Dein Widerspruchsgeist in allen Ehren (ich schreibe das mal wohlwollend deinem Sinn für Ausgewogenheit zu), aber wenn man anfängt, eine Partei zu verteidigen oder zu relativieren, die in ihrer momentanen Ausrichtung klar rechtsradikal agiert/spricht, ist für mich eine Grenze erreicht.
Ich kann @folkfriend sehr gut verstehen, wenn er bei diesem Thema auch mal sehr emotional wird, denn wenigstens erkennt er die Gefahr. Auch Hitler kam einst demokratisch legitimiert an die Macht. Ich finde es bedauerlich genug, dass noch zu meinen Lebzeiten wieder Faschisten die echte Chance haben, Macht zu erlangen. Deine Replik, Politik zu machen, die nicht am „echten Wählerwillen vorbei geht“, klingt nach Aiwanger. Laut Umfragen wollen 70-80 Prozent der Wähler eine Politik, die sich um Umwelt und Klimawandel kümmert. Wenn es aber an praktische Politik geht, wählen die Leute gern das „Weiter-so“, und zwar nicht etwa, weil eine AFD erkennen würde, wie gescheite Umweltpolitik geht (wenn du ernsthaft glaubst, dass sich bei denen auch nur ein Abgeordneter um Umweltschutz schert, ist dir nicht mehr zu helfen), sondern weil sie an niedere Empfindungen appellieren, einfache (aber falsche) Lösungen anbieten und Ängste schüren.
Auch die floskelhafte Mär, „zufriedene Bürger werden nicht zu Protestwählern“, hält keiner genaueren Analyse stand. Ich bin sehr oft unzufrieden mit der Politik, aber der Gedanke, eine faschistische Partei zu wählen, ist mir trotzdem noch nie gekommen, und selbst die zutreffendste Analyse sämtlicher französischer und sonstiger europäischer Soziologen bezüglich der Gefühlslage von Wählern, die Rechtspopulisten zugetan sind, hat mir das auch noch nicht schlüssig erklären können. Ich fühle mich auch keineswegs verarscht als Grünen-Wähler wegen der Waffenlieferungen, sondern beuge mich den Realitäten, wo ich Diktaturen und autoritäre Regimes als Bedrohung nicht nur der Ukraine ansehe, sondern als Bedrohung für freie Länder.
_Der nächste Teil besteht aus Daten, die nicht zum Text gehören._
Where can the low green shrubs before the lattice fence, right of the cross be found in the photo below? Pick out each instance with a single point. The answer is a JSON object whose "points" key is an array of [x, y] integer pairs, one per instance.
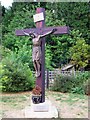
{"points": [[73, 84]]}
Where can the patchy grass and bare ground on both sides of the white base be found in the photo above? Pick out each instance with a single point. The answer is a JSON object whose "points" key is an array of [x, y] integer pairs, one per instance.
{"points": [[12, 105]]}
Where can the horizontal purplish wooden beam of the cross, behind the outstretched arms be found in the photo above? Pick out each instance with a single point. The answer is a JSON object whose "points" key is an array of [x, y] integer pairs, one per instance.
{"points": [[60, 30]]}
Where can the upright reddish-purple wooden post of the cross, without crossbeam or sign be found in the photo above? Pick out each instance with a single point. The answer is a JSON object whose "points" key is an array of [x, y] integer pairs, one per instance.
{"points": [[40, 81]]}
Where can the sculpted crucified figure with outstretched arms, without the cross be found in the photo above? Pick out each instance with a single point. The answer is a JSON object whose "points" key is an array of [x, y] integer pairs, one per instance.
{"points": [[36, 53]]}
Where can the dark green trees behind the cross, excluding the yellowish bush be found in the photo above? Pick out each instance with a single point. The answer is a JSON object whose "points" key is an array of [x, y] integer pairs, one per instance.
{"points": [[71, 14]]}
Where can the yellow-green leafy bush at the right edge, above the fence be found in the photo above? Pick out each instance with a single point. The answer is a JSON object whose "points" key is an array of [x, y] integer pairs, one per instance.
{"points": [[80, 53]]}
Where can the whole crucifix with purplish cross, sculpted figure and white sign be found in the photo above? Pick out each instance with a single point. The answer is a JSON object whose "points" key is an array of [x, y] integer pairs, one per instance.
{"points": [[38, 38]]}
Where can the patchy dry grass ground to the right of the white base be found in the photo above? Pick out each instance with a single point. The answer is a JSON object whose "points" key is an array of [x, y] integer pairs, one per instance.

Es geht auch nicht um „Protest“. Die AfD ist gerade dabei, in den ersten Bundesländern an die Regierung zu gelangen. Wer da noch von Protestwahl spricht, hat den Schuss nicht gehört, sorry.
So, so hört sich das also an, wenn ich auch mal emotional werde. Aber um @jep zu paraphrasieren: manchmal gibt es Wichtigeres.
Daher aber jetzt nochmal zu unserer Ausgangslage beim BVB:
Ich sehe es wie @jep, ich kann einen wohl nicht allzu hellen 22-Jährigen nicht so ernst nehmen, dass ich ihm sein unreifes Denken oder Sozialverhalten so übel nehme, um nicht für den BVB zu spielen. Aber die Grundproblematik, die @folkfriend ausgemacht hat, besteht durchaus: worin besteht der Sinn eines Wertekatalogs, den sich ein Verein auf die Fahnen schreibt, wenn es ein Lippenbekenntnis bleibt? Diese Frage haben wir uns für uns selbst ja auch schon gestellt. Und ich will die Dinge nicht zu sehr vereinfachen, gerade die Transgender-Frage ist relativ komplex.
Aber ich finde, und deswegen nochmal an dickes Lob an @folkfriend’s engagierte Wortmeldungen:
wenn ich mich weltweit so umschaue, kommen überall Rechtspopulisten und Rechtsradikale aus den Löchern. Deutschland, Frankreich, die üblichen Verdächtigen sowieso, sogar bei den Skandinaviern (Finnland, Schweden) reden wir von Regierungsbeteiligungen, nicht weniger.
Und deswegen ist auch bei mir der Geduldsfaden mit Relativierungen und sachlicher, rein argumentativer Reaktion darauf deutlich dünner geworden. Es ist an der Zeit, aufzuwachen (und zwar nicht nur, aber auch im woken Sinne), sich für Werte zu engagieren und Flagge zu zeigen.